# Royal Purple weight?



## drummer4lyf (Sep 16, 2005)

ive always ran royal purple in my cars and its time for the first oil change on the 1.8T and im not exactly what weight to use. its my first turb0-d car so i wanna make sure i dont screw things up... please help







also, i was told to use oem filters in VW's... should i still do that to? or is there a better one... or dosnt it matter


----------



## shipo (Jan 3, 2006)

*Re: Royal Purple weight? (drummer4lyf)*

While some folks might disagree, I would definitely avoid Royal Purple for your 1.8T as it is NOT APPROVED by VW for that application.
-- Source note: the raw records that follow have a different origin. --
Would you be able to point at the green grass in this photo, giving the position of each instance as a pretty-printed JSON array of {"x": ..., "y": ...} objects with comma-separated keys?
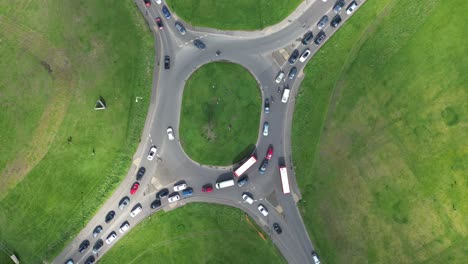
[
  {"x": 383, "y": 109},
  {"x": 195, "y": 233},
  {"x": 57, "y": 58},
  {"x": 221, "y": 107},
  {"x": 233, "y": 15}
]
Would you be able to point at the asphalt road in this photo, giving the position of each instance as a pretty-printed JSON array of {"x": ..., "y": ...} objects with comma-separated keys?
[{"x": 256, "y": 52}]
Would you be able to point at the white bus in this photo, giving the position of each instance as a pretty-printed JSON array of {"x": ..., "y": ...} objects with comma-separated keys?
[
  {"x": 242, "y": 169},
  {"x": 284, "y": 179}
]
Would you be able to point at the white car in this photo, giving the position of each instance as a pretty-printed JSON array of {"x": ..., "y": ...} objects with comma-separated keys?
[
  {"x": 351, "y": 7},
  {"x": 279, "y": 77},
  {"x": 136, "y": 211},
  {"x": 247, "y": 198},
  {"x": 111, "y": 237},
  {"x": 170, "y": 133},
  {"x": 124, "y": 227},
  {"x": 263, "y": 210},
  {"x": 180, "y": 187},
  {"x": 152, "y": 152},
  {"x": 173, "y": 198},
  {"x": 305, "y": 55}
]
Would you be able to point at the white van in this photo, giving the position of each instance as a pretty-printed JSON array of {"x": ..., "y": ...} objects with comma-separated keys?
[
  {"x": 285, "y": 97},
  {"x": 224, "y": 184}
]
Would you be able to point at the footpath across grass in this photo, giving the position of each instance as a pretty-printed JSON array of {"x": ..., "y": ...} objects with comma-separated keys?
[
  {"x": 233, "y": 15},
  {"x": 383, "y": 111},
  {"x": 60, "y": 158},
  {"x": 220, "y": 114},
  {"x": 195, "y": 233}
]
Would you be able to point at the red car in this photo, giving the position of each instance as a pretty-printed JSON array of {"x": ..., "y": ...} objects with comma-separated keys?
[
  {"x": 159, "y": 22},
  {"x": 269, "y": 153},
  {"x": 207, "y": 188},
  {"x": 134, "y": 189}
]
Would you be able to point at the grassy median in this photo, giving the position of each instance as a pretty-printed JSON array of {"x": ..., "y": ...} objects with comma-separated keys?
[
  {"x": 220, "y": 114},
  {"x": 383, "y": 109}
]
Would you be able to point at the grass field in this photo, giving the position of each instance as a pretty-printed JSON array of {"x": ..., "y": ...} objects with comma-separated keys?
[
  {"x": 385, "y": 178},
  {"x": 57, "y": 58},
  {"x": 232, "y": 15},
  {"x": 214, "y": 234},
  {"x": 220, "y": 107}
]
For the current list of approved oils, see the third post in this thread: http://forums.vwvortex.com/zerothread?id=3851335
Regarding filters, yes, an OEM filter is about as good as it gets, that said, as I understand it, there are only two or three makers of filters that fit your engine, all are of the same basic quality, and most (all?) are sold under a number of different brand names (including Fram).


----------



## drummer4lyf (Sep 16, 2005)

*Re: Royal Purple weight? (shipo)*

wow most of them ive never even heard of. is there a reason why its not approved? do you think it would hurt to use it?


----------



## franz131 (Apr 13, 2008)

*Re: Royal Purple weight? (drummer4lyf)*

An oil is simply a sum of it's parts. Changes in the base components can produce widely different finished product characteristics.
VW specs enable oil manufacturers to match the fluid to the application. This doesn't make other fluids inferior, they just aren't optimized to VW's requirements.
Euro spec oil is very different than N.A. spec oil, use Euro oil in your Euro ow-toe.


----------



## shipo (Jan 3, 2006)

*Re: Royal Purple weight? (drummer4lyf)*


_Quote, originally posted by *drummer4lyf* »_wow most of them ive never even heard of. is there a reason why its not approved? do you think it would hurt to use it?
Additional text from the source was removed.